Why are convolutional neural networks very suitable for images?

The general approximation theorem states that a neural network with a single hidden layer and a nonlinear activation function can approximate any continuous function.
Apart from the practical problems, which greatly increases the number of neurons in this hidden layer, we do not need other network architectures. A simple feedforward neural network can solve the problem.
It is a challenge to estimate how many network architectures have been developed.
When you open the popular AI model platform today to embrace your face, you will find over a million proven models.
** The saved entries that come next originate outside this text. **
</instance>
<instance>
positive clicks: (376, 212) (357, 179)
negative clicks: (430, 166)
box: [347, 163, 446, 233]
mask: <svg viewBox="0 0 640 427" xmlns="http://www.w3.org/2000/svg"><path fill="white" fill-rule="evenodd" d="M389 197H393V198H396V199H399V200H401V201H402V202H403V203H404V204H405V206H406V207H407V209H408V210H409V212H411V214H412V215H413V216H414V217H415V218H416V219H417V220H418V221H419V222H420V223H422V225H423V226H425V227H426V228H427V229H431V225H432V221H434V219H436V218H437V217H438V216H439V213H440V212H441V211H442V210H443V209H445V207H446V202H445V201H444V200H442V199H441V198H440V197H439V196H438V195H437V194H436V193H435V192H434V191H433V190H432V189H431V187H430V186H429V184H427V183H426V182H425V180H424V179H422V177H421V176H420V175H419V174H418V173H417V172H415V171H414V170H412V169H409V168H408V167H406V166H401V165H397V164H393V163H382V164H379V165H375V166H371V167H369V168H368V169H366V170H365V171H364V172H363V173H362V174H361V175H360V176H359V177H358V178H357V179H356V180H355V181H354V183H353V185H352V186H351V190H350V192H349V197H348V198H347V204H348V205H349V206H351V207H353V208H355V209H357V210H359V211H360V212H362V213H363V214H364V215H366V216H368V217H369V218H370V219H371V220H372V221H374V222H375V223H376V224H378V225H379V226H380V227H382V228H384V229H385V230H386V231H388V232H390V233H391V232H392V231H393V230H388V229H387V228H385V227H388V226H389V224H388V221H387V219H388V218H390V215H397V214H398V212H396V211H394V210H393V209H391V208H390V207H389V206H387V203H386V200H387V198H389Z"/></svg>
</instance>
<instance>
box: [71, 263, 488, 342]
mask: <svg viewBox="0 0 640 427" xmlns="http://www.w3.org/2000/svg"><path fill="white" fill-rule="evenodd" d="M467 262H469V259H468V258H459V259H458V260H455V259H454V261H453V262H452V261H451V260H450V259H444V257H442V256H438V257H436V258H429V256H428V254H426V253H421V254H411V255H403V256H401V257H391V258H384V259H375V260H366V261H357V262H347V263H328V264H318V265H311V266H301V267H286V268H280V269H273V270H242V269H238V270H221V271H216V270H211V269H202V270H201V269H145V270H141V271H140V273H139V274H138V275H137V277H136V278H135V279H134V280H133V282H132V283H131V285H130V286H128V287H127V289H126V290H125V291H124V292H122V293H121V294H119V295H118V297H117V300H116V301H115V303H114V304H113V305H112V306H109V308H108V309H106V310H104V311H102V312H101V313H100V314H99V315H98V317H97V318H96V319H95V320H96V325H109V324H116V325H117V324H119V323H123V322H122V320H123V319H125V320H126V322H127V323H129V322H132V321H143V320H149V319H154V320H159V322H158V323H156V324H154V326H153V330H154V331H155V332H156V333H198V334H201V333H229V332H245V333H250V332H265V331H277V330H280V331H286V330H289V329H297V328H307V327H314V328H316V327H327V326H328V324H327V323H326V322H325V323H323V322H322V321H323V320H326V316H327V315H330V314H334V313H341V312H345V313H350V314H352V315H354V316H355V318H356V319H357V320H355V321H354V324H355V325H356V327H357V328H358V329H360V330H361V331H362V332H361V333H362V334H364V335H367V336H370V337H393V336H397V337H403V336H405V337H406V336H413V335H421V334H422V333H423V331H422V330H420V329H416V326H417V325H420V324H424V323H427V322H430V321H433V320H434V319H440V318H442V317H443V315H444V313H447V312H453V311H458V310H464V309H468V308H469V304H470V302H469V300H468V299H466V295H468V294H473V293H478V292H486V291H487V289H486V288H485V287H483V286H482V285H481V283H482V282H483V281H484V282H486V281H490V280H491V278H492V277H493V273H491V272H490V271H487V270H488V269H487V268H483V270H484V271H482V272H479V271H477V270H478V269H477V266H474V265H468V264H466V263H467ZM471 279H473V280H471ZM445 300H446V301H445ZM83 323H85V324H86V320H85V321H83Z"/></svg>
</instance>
Depending on the task, you will use different architectures such as transformers for natural language processing and convolutional networks for image classification.
So, why need So many neural network architectures?
In this post, I want to provide answers to this question from a physics perspective. The structures in the data stimulate new neural network architectures.
Symmetry and invariance
Physicists like symmetry. The basic laws of physics adopt symmetry, for example, the motion of a particle can be described by the same equation, regardless of where it finds its position in space and time.
Symmetry always means invariance in some transformations. These ice crystals are an example of translation invariance. Smaller structures look the same, regardless of where they appear in a larger context.
Utilizing Symmetry: Convolutional Neural Networks
If you already know that there is some kind of symmetry in your data, you can take advantage of this fact to simplify your neural network architecture.
Let’s explain this with an example of image classification. The group showed three scenes, including the Goldfish. It can be displayed anywhere in the image, but the image should always be classified as goldfish.

Given enough training data, feeding feedforward neural networks can certainly achieve this.
This network architecture requires flat input images. The weight is then allocated between each input layer neuron (representing a pixel in the image) and each hidden layer neuron. Likewise, weights are assigned between each neuron in the hidden layer and the output layer.
Together with this architecture, the panel also displays a “flat” version of the three goldfish images above. Do they still look like you?

By formulating the image, we found two problems:
- Images containing similar objects will not look like once flattened
- For high-resolution images, we will need to train a lot of weights connecting input and hidden layers.
On the other hand, convolutional networks cooperate with the kernel. The kernel size usually ranges from 3 to 7 pixels, and the kernel parameters are learnable during training.
The kernel is applied to images like a raster. The convolutional layer will have multiple cores, allowing each core to focus on different aspects of the image.

For example, one kernel might pick up on a horizontal line in an image, while another kernel might pick up on a convex curve.
Convolutional neural networks retain the order of pixels, which are very suitable for learning local structures. Convolutional layers can be nested to create deep layers. Combined with the merge layer, advanced features can be learned.
The resulting network is much smaller than you use a fully connected neural network. Convolutional layer only requires kernel_size x kernel_size x n_kernel Trainable parameters.
You can save memory and calculate budget by leveraging the facts your objects can find Anywhere In your image!
More advanced deep learning architectures that utilize symmetry are graphical neural networks and physical knowledge neural networks.
Summary
Convolutional neural networks work well in images because they retain local information in the image. Instead of flattening all pixels, rendering the image is meaningless, it is a kernel with learnable parameters that can be picked up on local functions.